While each Elvis Costello record felt like a new and immediate masterpiece when it arrived — think This Year's Model or Get Happy!! or Trust — everyone could tell there was something extra-special about the baroque Beatles-esque pop of 1982's Imperial Bedroom.
The record sits at No. 166 in Rolling Stone's top 500 albums of all-time list, with the explanation, "Costello wanted his music to be as complex as his lyrics (which increasingly documented marital tension). So for his seventh album he and Beatles engineer Geoff Emerick experimented with an adult sonic palette (accordions, Mellotron, horns) that highlighted grown-up stress and sorrow."
Since it's all the rage to tour a classic LP, why not do it with IbMePdErRoIoAmL (sorry, Elvis geek alert)? The tour arrives at the Riverside Theater in Milwaukee on Sunday, July 16.
Tickets range from $55.50 to $99.50 and go on sale this Friday, March 3 at noon.
The same venue hosted Costello's amazing solo performance a few years back.
Alas, trainspotters, The Attractions — who made the record with Costello — will not perform it with him, though 66.67 percent of the group will: drummer Pete Thomas and keyboardist Steve Nieve. Because bassist Bruce Thomas has long since been replaced by Davey Faragher, you'll get The Imposters, instead, and that's just fine. Also on tap will be backing singers Kitten Kuroi and YahZarah.
The "Imperial Bedroom & Other Chambers" tour kicked off last year and the Milwaukee date is part of another 23-date leg.

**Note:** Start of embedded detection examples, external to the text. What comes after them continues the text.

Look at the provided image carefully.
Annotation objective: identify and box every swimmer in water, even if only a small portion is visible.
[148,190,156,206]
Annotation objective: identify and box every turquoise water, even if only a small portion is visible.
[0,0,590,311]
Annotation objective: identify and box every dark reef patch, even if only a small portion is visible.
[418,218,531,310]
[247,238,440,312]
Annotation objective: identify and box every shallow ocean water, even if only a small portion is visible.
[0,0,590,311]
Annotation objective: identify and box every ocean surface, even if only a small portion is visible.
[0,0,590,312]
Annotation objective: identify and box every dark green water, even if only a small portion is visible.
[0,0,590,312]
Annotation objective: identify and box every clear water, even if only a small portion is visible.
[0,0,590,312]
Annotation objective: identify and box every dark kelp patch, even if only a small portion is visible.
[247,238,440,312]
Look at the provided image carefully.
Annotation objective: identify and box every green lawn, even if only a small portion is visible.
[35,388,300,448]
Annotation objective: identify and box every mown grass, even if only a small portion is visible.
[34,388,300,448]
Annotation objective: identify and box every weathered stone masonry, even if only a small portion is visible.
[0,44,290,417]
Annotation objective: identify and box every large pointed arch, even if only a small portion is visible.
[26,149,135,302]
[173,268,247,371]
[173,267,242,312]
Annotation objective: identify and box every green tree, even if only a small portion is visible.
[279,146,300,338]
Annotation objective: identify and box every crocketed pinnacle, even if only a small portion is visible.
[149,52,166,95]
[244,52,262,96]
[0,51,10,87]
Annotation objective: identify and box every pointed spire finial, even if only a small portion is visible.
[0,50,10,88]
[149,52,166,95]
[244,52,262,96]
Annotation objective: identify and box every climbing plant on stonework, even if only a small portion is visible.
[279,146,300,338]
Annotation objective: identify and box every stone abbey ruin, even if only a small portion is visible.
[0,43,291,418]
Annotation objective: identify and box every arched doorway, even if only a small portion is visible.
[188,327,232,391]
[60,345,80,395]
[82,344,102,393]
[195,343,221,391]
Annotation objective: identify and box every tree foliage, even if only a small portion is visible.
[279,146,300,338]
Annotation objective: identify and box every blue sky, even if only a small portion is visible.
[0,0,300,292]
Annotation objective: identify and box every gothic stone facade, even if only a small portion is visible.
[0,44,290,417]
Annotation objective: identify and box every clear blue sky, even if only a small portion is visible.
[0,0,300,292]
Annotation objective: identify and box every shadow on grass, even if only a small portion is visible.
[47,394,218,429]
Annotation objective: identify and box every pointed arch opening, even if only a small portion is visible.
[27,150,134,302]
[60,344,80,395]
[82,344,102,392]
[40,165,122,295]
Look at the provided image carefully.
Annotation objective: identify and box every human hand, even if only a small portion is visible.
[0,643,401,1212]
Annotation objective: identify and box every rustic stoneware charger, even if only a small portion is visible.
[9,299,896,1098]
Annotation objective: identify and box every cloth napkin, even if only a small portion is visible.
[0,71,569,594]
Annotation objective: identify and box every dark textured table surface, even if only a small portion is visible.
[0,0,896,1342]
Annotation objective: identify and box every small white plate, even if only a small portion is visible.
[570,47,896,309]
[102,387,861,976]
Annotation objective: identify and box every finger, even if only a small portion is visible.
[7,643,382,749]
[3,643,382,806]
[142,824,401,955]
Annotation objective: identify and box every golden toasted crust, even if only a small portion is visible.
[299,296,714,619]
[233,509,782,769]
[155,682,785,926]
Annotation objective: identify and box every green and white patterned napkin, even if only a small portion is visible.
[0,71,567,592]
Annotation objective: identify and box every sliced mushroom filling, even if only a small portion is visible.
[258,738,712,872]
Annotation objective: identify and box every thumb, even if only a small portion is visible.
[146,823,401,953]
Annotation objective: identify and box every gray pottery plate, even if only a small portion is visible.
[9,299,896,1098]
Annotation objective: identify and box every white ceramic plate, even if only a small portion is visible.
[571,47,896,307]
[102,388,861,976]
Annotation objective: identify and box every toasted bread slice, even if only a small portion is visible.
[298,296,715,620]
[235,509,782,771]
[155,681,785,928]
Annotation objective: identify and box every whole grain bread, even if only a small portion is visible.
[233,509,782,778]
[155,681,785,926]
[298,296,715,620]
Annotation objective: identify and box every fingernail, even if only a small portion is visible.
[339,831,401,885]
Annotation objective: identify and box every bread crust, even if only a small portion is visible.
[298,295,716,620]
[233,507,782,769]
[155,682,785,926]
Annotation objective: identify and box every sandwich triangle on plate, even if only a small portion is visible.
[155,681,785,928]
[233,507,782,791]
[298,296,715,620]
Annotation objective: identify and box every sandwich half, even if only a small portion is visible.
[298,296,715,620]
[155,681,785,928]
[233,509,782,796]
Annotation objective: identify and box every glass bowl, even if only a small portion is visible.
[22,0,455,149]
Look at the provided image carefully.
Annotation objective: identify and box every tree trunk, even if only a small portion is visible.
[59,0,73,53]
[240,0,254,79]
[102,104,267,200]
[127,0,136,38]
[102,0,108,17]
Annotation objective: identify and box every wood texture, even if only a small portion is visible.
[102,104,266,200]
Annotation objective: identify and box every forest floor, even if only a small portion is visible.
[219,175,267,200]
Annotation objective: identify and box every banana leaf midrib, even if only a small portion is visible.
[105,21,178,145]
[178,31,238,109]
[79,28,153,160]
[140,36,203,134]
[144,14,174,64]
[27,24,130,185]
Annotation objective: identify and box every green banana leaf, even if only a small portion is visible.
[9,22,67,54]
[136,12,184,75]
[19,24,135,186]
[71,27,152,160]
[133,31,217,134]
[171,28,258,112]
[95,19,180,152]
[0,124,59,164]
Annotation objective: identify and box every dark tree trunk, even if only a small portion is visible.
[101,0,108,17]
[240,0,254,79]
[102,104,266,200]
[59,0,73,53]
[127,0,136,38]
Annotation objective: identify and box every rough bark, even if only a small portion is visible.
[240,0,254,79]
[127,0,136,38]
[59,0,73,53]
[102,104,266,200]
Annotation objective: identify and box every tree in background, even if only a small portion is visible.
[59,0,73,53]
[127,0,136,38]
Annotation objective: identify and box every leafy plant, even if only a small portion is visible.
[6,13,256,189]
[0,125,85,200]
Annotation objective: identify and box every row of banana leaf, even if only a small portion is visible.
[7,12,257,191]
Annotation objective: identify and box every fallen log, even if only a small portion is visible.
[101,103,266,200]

"We never intended to recite this book from cover to cover," says Costello. "Listen to our new arrangement of 'Tears Before Bedtime,' it gets straight to the real meaning of that song, the way we hear and feel it today. Back in 1982, I might have been a step or two ahead of our crowd in the tragic, romantic stakes but I sense that they've all caught up with me now."
As for the "Other Chambers," Dec sez: "You never know who or what you are going to encounter down the corridor to those 'Other Chambers.'"
At other shows on the tour, standards like "Alison" and "Everyday I Write the Book" have made the cut, alongside deeper cuts like "King Horse," "American Mirror" and "This House Is Empty Now."